The K-Means tab displays the assignment of each individual Cust_ID (cellphone user) to a particular cluster. This assignment information could be very valuable for targeting a marketing campaign that, for example, at only Cluster0 users who show the highest usage levels overall.
The Center Point tab displays the center point values for the cell phone usage of all three clusters. For example, Cluster0 has a center of 205 Peak_minutes, 92 Weekend_minutes, and 141 Offpeak_minutes. Cluster2 has a center of only 9.2 Peak_minutes, 5.5 Weekend_minutes, and 6.5 Offpeak_minutes.
The Cluster tab displays the different usage metric variables charted against each other with the clusters shown in a different color. For this example, Cluster0 has the widest scatter of data points with the highest usage values. Cluster1 fits in the middle and Cluster2 has the lowest usage values.

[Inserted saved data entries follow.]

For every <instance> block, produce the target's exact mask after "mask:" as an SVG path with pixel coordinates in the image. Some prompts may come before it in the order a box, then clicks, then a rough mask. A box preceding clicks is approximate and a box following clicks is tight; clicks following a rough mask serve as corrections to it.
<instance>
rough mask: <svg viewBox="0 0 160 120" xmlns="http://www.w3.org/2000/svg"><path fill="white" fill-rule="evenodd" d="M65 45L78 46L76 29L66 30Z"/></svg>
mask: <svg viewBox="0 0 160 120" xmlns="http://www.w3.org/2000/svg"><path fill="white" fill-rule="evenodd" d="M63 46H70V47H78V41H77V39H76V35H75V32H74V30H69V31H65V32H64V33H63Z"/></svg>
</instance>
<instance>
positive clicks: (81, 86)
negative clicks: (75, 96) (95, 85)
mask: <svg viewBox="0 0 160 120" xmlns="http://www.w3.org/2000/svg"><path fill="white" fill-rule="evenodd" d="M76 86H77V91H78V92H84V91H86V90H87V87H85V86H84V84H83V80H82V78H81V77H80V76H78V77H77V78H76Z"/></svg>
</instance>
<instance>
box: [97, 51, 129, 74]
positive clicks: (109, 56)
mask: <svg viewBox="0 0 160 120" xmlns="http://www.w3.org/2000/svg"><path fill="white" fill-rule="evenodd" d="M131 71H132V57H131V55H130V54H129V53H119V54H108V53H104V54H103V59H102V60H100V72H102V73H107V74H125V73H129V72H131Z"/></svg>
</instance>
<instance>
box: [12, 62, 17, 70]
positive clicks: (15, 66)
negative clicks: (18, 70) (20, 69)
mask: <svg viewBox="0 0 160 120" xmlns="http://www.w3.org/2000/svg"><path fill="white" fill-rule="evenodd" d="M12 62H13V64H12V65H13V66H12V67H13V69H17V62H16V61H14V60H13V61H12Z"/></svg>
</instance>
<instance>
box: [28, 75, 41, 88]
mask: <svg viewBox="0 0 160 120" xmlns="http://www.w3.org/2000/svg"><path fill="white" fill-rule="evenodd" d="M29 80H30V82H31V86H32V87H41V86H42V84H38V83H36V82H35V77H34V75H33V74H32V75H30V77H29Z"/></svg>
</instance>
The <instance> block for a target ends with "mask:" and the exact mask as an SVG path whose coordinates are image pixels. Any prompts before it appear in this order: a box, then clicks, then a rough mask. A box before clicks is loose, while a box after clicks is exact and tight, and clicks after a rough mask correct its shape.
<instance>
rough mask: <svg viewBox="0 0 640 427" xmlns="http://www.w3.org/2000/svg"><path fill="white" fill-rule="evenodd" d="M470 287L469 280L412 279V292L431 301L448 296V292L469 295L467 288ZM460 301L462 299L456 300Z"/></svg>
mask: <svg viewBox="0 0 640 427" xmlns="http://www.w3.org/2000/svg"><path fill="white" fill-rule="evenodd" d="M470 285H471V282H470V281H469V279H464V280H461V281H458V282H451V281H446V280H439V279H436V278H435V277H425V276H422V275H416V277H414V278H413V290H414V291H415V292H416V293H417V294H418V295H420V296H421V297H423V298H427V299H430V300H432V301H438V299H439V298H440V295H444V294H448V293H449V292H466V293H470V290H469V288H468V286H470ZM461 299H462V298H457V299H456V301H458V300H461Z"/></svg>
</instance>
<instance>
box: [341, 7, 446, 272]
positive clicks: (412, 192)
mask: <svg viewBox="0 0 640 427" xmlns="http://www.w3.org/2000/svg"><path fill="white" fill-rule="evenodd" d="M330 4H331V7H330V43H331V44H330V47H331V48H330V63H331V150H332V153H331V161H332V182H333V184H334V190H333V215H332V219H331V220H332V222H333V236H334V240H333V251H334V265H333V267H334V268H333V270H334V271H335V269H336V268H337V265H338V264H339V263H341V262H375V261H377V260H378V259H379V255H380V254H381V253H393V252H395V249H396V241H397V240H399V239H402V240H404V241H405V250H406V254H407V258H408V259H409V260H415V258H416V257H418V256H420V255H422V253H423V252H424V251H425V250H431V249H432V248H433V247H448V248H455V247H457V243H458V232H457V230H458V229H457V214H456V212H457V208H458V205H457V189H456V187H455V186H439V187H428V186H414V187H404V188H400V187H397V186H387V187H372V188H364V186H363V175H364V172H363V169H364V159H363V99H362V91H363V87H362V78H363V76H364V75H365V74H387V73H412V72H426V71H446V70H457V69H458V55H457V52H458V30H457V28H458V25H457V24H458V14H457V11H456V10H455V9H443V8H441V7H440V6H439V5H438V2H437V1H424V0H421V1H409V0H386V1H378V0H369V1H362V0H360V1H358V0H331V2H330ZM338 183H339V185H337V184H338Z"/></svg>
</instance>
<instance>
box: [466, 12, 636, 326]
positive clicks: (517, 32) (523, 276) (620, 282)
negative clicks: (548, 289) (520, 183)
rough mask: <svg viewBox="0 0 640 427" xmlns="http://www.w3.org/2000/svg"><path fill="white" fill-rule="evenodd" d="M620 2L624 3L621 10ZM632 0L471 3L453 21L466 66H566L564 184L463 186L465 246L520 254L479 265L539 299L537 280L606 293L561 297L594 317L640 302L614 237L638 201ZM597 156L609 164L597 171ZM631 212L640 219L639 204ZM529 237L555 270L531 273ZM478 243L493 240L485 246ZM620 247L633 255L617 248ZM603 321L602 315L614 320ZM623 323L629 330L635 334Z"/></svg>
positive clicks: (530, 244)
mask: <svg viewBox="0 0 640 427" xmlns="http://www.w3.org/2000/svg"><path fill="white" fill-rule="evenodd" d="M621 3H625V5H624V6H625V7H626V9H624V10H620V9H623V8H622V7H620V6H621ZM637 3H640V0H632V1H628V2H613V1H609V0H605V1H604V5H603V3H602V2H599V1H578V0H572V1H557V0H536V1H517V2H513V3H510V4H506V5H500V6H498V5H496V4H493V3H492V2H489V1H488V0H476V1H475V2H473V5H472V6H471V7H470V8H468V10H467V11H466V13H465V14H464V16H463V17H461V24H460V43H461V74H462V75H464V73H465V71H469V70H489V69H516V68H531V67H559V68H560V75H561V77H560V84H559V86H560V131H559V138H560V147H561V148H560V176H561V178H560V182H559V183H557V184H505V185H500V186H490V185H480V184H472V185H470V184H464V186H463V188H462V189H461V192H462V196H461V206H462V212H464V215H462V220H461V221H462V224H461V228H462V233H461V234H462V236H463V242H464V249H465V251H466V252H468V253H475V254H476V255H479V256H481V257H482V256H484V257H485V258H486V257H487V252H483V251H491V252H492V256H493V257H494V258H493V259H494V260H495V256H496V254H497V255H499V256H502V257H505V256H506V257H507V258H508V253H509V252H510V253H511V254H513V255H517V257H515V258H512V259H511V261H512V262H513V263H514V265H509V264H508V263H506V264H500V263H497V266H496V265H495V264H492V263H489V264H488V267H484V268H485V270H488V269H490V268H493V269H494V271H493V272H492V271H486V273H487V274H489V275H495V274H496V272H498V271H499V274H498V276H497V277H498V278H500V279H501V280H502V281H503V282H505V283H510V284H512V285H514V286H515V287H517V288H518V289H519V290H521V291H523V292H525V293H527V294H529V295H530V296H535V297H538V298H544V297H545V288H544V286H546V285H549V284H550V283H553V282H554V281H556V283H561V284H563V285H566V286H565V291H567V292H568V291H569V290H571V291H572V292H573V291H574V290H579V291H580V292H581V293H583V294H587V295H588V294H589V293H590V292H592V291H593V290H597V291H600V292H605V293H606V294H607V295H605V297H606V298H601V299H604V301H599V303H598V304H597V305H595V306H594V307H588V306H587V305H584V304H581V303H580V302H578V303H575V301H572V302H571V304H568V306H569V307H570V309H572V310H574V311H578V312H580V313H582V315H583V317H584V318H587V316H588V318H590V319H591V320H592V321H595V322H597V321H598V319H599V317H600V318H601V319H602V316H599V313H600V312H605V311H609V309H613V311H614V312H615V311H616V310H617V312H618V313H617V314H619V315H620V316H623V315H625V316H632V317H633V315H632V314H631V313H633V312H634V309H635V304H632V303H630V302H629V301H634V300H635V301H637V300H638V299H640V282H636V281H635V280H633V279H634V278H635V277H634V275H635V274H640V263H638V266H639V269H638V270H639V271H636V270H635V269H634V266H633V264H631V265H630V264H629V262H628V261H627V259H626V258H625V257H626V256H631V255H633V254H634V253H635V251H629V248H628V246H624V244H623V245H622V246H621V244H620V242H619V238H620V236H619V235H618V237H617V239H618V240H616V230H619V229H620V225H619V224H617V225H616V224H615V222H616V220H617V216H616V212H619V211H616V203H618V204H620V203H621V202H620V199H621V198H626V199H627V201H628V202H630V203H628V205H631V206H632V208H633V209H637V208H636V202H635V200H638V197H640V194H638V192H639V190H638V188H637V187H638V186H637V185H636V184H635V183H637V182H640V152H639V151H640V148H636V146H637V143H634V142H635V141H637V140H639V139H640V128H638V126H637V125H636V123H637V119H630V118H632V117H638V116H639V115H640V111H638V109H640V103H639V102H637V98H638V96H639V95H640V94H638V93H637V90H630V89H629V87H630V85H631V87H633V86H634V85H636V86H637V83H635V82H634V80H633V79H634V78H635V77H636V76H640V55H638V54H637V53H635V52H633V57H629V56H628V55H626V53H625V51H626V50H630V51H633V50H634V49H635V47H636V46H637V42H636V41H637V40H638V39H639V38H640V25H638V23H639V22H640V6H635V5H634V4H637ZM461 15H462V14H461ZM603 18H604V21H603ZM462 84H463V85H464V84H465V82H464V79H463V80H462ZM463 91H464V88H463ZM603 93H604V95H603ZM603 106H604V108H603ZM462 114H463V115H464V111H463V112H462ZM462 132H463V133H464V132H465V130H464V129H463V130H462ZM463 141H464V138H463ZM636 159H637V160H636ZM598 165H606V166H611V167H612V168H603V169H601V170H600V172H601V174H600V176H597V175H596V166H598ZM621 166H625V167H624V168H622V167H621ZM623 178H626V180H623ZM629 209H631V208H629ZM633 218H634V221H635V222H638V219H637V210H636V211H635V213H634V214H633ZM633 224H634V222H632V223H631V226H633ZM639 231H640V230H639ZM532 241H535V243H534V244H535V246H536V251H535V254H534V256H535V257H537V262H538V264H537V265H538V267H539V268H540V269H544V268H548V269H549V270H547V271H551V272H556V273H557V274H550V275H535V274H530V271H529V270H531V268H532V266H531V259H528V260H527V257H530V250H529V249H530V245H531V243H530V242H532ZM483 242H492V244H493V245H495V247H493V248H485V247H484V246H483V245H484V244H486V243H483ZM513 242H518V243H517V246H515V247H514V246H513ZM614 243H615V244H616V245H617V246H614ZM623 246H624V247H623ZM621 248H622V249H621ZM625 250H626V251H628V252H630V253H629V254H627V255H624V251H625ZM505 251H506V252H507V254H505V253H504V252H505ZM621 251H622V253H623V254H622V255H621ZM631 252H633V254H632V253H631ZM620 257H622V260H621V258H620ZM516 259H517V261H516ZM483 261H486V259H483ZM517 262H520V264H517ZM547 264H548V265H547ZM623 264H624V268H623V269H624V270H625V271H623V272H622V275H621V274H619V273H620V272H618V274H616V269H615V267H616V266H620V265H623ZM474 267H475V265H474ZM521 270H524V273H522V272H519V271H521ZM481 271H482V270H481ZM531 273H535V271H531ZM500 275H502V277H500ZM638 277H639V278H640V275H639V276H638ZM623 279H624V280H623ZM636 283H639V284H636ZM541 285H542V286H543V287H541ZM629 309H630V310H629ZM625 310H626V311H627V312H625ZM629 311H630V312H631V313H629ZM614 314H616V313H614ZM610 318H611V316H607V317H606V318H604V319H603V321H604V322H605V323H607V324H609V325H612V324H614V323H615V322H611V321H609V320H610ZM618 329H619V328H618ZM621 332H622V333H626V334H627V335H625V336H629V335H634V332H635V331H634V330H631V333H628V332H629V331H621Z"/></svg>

This Cluster graph can be displayed using a different combination of the variables to see how the clustering looks across different variable dimensions. For example, choosing the Y Axis to be Peak_minutes with the X Axis as Weekend_minutes shows the following results.
The clusters seem to be even more distinct when involving the Weekend_minutes dimension.
Since K needs to be determined in advance for K-Means, the modeler might want to experiment with varying the K amount in order to see if the Distance value is decreased or if the clusters show more natural groupings or not.